Exploring the use of assessment for learning in mathematics teaching and learning: a case study of one secondary school in Temeke municipal DSM, Tanzania

Date of Award


Document Type


Degree Name

Master of Education (MEd)

First Supervisor/Advisor

Veronica Sarungi

Second Supervisor/Advisor

Joachim Tamba


AKU-East Africa


This study explored the use of assessment for learning (AfL) in mathematics teaching and learning in one of secondary schools in Temeke Municipal in Dar es Salaam Tanzania. The study was guided by four subsidiary questions which are: to what extent teachers clarify learning intention and share criteria for success to students and what techniques teachers use to elicit evidence of learning. The other questions were, how secondary school learners are activated as an instructional resource for one another during teaching and learning and finally, what are the methods secondary school teachers use to provide feedback that moves learning forward. The study employed qualitative approach and case study design and various data collection methods that were interview, observation, document analysis and focus group discussion. Two mathematics teachers teaching form two and three classes were selected purposively and stratified random sampling of twelve students from each class was used in order to have equal number of boys and girls. The findings of this study reveal that AfL is partially practiced in teaching and learning of mathematics in Tanzanian secondary schools and this is evidenced by teachers‟ clarifying learning intention generally rather and limited sharing of criteria for success to students during instruction.

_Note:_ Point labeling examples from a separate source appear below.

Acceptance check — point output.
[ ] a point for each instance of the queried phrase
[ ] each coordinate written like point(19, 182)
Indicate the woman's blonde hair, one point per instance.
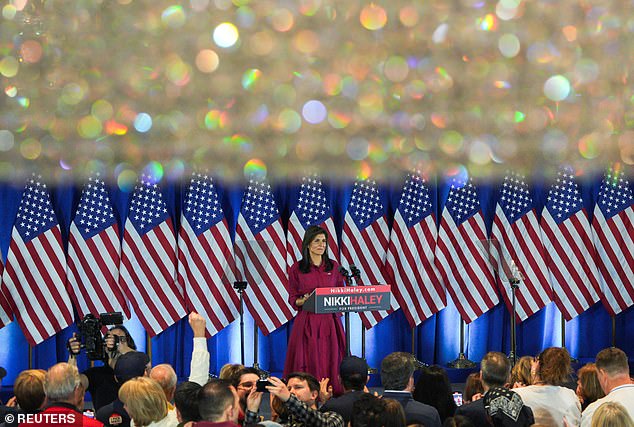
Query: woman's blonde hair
point(144, 400)
point(612, 414)
point(590, 386)
point(521, 372)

To elicit evidence of learning and students being instructional resource of another, teachers used most frequently questioning while group discussion and presentation were only occasionally used probably due to large number of students and small size of classrooms. Furthermore, teachers practiced oral and written feedback as well as students. A recommendation of the study is that teachers would improve the use of group discussions and presentations that would make students talk since from talking they may practice peer assessment and feedback. In future, researchers may study the use of AfL in large classes in Tanzanian contexts to explore in depth what teachers do and what can be improved.